Tirachina se puso en pie, como si se hubiera dirigido a él.

—Dejé atrás a mi esposa —dijo—. En la periferia del casquete polar. ¿Hice bien?

Y golpeó el suelo mojado de ladrillo con el talón, haciendo saltar un poco de agua.

Pero como nadie le miraba, perdió fuelle. Se volvió y se dirigió al autor.
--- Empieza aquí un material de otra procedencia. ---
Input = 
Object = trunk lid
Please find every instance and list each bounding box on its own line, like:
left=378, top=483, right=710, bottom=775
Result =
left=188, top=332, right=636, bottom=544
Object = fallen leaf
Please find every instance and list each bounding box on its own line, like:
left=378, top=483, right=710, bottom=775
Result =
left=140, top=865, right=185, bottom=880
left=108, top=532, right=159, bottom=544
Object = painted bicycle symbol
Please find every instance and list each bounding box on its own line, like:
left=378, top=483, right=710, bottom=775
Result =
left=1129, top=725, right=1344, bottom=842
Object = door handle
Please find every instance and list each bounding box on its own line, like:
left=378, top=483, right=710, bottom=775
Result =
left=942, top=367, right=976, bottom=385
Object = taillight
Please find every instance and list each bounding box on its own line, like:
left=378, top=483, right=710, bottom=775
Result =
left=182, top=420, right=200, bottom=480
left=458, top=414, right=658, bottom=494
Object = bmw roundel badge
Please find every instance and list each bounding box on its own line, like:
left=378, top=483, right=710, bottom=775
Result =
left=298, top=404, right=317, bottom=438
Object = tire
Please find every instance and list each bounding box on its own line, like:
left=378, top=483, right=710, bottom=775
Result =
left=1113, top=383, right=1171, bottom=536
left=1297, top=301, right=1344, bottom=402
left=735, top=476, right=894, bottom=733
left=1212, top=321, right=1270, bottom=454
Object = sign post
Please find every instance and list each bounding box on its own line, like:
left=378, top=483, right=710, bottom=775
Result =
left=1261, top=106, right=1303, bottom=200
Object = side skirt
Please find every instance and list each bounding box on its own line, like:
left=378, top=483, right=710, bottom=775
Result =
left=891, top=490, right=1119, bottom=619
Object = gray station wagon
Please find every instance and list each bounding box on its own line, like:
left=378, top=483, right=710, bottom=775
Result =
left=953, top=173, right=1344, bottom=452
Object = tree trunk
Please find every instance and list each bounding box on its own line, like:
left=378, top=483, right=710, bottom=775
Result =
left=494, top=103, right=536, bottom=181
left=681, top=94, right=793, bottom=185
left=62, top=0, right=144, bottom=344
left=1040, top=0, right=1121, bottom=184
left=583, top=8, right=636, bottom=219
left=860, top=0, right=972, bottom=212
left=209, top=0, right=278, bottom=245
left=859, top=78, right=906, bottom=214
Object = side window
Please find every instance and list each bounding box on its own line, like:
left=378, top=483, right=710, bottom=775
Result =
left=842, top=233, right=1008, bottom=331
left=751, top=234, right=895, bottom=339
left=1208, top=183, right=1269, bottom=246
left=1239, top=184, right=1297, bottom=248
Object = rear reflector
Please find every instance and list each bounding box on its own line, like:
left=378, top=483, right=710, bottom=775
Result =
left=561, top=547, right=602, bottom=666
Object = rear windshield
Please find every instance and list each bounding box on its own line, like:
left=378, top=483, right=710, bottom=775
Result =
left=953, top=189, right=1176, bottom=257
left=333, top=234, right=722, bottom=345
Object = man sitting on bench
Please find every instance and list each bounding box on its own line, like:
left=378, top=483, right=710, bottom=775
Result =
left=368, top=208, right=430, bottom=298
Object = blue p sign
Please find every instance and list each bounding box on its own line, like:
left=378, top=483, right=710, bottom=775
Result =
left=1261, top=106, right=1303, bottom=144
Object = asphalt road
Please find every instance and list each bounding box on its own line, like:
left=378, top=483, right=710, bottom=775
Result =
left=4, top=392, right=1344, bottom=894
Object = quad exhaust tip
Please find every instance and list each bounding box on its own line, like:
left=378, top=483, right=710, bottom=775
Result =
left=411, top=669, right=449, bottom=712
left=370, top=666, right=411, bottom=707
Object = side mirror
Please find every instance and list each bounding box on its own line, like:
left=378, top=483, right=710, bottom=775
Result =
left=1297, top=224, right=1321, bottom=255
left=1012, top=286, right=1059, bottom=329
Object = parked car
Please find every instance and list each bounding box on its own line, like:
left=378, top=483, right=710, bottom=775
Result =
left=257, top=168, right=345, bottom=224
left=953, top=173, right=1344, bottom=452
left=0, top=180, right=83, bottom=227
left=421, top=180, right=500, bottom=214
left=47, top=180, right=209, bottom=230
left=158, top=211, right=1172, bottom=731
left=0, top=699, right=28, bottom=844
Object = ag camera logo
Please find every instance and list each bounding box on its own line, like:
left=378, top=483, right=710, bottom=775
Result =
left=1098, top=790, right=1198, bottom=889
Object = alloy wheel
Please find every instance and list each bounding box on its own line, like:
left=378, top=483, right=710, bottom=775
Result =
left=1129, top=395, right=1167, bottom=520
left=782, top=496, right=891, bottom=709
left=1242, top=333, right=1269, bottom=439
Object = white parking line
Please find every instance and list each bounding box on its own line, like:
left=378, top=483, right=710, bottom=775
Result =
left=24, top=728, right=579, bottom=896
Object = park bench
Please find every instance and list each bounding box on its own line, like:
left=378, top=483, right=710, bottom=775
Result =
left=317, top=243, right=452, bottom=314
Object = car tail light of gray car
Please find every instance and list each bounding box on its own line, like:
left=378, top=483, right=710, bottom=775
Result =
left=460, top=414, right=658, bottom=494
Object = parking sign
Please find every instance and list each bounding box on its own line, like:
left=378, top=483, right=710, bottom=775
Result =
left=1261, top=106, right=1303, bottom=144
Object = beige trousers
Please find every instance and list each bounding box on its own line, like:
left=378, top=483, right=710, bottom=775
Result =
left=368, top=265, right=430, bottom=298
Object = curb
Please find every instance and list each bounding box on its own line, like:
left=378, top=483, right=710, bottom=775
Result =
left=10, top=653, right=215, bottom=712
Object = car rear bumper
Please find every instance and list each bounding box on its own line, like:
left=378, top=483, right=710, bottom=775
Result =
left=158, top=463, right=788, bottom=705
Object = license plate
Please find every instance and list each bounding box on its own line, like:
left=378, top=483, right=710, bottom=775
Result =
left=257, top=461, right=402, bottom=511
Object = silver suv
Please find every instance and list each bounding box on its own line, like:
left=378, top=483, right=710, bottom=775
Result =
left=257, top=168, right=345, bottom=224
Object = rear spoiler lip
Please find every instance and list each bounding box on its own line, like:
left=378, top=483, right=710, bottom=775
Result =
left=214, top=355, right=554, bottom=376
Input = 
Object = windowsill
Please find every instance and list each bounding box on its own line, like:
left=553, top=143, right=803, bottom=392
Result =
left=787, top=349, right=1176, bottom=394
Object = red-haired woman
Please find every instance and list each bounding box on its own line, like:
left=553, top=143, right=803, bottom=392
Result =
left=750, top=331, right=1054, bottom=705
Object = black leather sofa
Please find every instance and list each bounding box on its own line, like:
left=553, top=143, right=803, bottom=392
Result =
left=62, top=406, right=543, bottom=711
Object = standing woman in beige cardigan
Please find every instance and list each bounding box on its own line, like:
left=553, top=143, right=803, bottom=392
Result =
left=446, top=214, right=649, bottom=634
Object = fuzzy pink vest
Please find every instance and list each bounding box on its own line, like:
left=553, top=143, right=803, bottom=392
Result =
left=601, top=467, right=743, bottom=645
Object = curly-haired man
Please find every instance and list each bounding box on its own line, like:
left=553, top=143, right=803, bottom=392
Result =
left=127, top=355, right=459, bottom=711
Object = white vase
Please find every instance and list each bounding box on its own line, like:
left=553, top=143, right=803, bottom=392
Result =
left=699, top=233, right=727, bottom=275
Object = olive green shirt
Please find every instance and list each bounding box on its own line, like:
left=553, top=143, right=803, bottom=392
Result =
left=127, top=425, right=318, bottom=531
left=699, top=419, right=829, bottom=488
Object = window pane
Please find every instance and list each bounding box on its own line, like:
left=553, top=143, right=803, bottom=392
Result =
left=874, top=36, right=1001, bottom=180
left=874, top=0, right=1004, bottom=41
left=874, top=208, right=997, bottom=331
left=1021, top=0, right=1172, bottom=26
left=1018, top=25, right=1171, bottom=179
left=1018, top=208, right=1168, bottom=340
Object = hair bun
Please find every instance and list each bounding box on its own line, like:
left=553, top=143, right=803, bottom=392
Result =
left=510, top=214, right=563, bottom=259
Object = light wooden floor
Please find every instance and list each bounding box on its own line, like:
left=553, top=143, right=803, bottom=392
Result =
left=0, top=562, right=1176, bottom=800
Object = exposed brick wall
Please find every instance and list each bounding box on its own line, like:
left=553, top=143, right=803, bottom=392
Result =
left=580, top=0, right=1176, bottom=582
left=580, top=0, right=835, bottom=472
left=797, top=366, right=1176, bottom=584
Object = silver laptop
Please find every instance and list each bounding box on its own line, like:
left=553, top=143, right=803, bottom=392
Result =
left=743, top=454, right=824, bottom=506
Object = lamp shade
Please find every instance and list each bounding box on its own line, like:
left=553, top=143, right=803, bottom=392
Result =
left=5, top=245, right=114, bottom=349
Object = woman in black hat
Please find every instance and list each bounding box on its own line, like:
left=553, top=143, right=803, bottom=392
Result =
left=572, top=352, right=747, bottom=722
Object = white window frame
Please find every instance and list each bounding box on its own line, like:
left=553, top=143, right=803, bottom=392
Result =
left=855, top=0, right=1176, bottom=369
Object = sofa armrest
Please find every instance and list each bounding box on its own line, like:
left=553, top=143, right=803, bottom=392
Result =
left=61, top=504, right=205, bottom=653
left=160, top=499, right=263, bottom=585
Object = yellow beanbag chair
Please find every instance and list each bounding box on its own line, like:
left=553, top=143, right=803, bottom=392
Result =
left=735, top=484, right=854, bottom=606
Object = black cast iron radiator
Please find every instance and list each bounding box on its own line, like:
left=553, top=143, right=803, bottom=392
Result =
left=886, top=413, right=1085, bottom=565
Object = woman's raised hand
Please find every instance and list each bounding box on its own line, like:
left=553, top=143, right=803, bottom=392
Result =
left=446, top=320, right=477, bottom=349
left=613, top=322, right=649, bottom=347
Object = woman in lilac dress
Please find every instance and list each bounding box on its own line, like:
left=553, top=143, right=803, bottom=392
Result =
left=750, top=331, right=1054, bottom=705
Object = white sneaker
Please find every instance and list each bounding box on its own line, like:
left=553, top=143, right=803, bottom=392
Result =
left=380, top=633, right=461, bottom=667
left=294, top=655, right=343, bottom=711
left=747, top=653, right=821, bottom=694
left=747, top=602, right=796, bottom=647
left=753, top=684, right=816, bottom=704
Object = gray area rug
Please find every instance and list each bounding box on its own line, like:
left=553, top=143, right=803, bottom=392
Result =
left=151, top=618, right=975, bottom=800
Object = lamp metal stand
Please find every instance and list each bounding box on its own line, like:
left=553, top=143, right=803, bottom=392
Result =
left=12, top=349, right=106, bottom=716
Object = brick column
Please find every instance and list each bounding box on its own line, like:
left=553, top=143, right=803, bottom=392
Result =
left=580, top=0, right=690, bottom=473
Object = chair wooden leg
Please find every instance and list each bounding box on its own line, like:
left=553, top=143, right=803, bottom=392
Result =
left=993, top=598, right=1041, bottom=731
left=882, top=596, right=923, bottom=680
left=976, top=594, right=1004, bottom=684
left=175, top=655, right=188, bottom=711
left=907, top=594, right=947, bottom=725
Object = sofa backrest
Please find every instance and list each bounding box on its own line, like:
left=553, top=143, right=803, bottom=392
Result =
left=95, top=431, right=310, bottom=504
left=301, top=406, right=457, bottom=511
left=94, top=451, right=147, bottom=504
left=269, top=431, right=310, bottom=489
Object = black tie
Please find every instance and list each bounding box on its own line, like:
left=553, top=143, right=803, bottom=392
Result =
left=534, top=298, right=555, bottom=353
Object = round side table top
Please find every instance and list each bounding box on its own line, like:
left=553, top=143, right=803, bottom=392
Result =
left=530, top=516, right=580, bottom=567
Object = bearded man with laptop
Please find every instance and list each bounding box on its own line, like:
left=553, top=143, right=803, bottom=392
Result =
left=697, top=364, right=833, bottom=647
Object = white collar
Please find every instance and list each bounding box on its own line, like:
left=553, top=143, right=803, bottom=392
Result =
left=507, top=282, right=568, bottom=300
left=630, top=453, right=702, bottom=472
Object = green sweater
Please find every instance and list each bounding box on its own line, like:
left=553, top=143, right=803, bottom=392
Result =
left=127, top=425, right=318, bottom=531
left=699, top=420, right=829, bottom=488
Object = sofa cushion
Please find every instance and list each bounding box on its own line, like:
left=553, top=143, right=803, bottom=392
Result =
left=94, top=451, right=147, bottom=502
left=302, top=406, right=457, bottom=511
—¿Sigo yo con el caldo? —preguntó.

—Sí, si es eso lo que es —dijo Congrejo—. Hágalo. En cuanto a ustedes, caballeros, acompáñennos… coman con nosotros… sufran de un fuerte dolor de estómago con nosotros… y luego, si es necesario, mueran con nosotros como amigos.

CINCUENTA Y UNO

En aquel mismo instante, cuando Congrejo estaba a punto de desahogarse… con Rapiño desaparecido… Tirachina pensando en explayarse sobre el tema de las minas de sal, Zorruz pensando en sacarse un afilado cuchillo del cinturón y su amigo a un tris de ponerse a remover lo que quedaba de la pastosa fibra gris de la olla… en ese mismo instante hubo una pausa, un silencio y, en el corazón preñado de ese silencio, pudieron oír otro sonido, el golpeteo apagado de las patas de unos perros.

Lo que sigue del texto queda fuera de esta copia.